The Sacrament of Confession is one of God's greatest gift. During Lent, by fasting, one will be able to reflect and meditate on God's mercy and His love.

Confession!
------------
John 20:22-23
And when He had said this, He breathed on them, and said to them, "Receive the Holy Spirit. If you forgive the sins of any, they are forgiven; if you retain the sins of any, they are retained."
--------------------
The cry goes up "Why confess your sins to men? Why not just confess to God?" The answer is, as ever, the Incarnation. Jesus is not the Word made word or the Word made abstract theology or the Word made warm fuzzy feeling. He is the Word made flesh. And so, He commits His gospel into the flesh and blood hands of flesh and blood people and gives them the power to forgive sins in His name by the power of the Holy Spirit. We are creatures, not only of spirit, but of skin and bone. We need somebody with skin on to say "You are absolved of all your sins." So Jesus gives us the sacrament of reconciliation. (catholicexchange.com)

Contrition !
------------
Psalm 51:17
The sacrifice acceptable to God is a broken spirit; a broken and contrite heart, O God, Thou wilt not despise.
--------------------
Contrition is the second element of a good confession. It is part of the typically Catholic insistence of a marriage between word and deed, spirit and flesh, inner and outer. If you confess but don't mean to change, your confession is just a show. If you claim to have undergone a change of heart, but then refuse to confess your sins or change, you're just kidding yourself. By far, contrition is the most important element of the sacrament.

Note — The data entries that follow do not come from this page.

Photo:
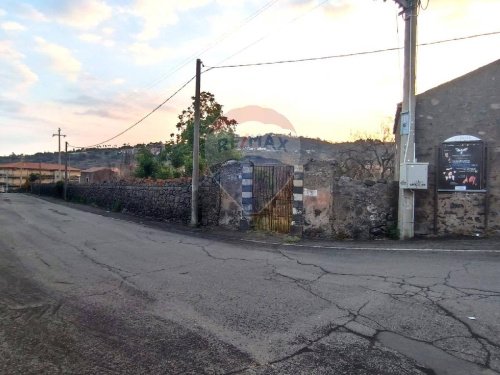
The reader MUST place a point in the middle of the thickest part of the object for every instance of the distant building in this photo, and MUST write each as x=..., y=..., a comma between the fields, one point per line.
x=14, y=175
x=99, y=175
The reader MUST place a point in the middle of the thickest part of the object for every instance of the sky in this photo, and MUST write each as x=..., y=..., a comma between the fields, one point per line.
x=95, y=67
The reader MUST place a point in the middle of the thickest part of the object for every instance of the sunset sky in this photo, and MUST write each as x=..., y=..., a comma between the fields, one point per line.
x=93, y=67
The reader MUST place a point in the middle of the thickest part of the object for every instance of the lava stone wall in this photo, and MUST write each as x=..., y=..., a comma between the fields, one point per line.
x=338, y=207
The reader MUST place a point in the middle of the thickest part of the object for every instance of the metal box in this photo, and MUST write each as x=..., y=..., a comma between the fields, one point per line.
x=413, y=175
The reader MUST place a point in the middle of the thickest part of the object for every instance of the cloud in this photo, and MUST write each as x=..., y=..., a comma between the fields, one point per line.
x=144, y=54
x=118, y=81
x=96, y=39
x=158, y=14
x=101, y=113
x=62, y=61
x=12, y=26
x=16, y=75
x=10, y=106
x=84, y=14
x=29, y=12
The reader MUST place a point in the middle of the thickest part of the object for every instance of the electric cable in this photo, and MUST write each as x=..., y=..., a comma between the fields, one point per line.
x=272, y=31
x=211, y=45
x=349, y=54
x=142, y=118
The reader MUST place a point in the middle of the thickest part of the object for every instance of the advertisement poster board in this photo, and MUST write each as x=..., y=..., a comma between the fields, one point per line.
x=461, y=166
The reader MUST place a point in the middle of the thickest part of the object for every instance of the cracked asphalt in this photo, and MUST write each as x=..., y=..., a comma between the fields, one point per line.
x=96, y=293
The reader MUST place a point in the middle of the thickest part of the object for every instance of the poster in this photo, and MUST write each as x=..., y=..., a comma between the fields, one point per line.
x=461, y=166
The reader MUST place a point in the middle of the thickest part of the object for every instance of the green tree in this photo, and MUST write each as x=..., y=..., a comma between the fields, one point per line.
x=212, y=124
x=147, y=165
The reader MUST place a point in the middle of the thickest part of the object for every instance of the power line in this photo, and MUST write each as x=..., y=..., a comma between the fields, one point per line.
x=211, y=45
x=142, y=119
x=350, y=54
x=274, y=30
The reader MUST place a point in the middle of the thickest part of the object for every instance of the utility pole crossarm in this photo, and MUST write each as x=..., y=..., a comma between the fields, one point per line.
x=59, y=135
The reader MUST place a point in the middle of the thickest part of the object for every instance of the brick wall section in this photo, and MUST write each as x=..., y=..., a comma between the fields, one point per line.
x=338, y=207
x=468, y=105
x=318, y=199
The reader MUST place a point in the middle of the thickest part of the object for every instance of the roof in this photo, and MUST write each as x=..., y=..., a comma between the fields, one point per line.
x=97, y=169
x=444, y=86
x=36, y=166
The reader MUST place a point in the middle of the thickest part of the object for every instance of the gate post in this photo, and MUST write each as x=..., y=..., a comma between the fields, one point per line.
x=298, y=201
x=246, y=196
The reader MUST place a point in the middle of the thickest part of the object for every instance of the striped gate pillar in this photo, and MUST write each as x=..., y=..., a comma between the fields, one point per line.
x=246, y=196
x=298, y=202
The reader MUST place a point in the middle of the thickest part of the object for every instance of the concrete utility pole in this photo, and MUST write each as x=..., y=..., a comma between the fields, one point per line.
x=59, y=135
x=406, y=206
x=66, y=171
x=196, y=148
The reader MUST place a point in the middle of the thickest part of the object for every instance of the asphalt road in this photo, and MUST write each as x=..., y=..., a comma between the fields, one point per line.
x=82, y=293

If you are truly and fully contrite for your sins, but get killed in battle, or run over by a bus, or struck by a meteor before you get a chance to go to confession, you are still fully forgiven by God. But, of course, if you are seriously contrite and none of these somewhat improbable occurrences befalls you, then you should get to confession. And, wherever you are, you should pray the prayer of the psalmist: "Create in me a clean heart, and renew a steadfast spirit within me!" (catholicexchange.com)

The Acts of the Penitent!
-------------
Isaiah 58:6
Is not this the fast that I choose: to loose the bonds of wickedness, to undo the thongs of the yoke, to let the oppressed go free, and to break every yoke?
------------------
One of the funniest things about the Sacrament of Reconciliation is the strange paroxysms that some opponents of the Church put themselves through to complain about penance. On the one hand, we're told that penance is an outrageous form of "works salvation" which allegedly requires us to do something in order to "earn" the grace of God. On the other hand, we're also told that penances are trivial and light and no work at all and that if the Church were serious, its priests would assign "meaningful" penances. So there you are: penance is a burden and it's not burden enough, according to the critics.

In reality, however, the Sacrament of Reconciliation is, like all things Catholic, incarnational. Repentance is supposed to issue in action, not just words. So the Church calls for some small act of penance to be done, not as a way of earning grace, but as a way of living out the grace we have received. Typically, this act is small precisely in order that it may not be a burden. But it is real because grace must be incarnate just as the Word had to become flesh. Real penance is not just a ritual: rather, it is a way of saying thanks!
(catholicexchange.com)

One just soul can attain pardon for a thousand sinners.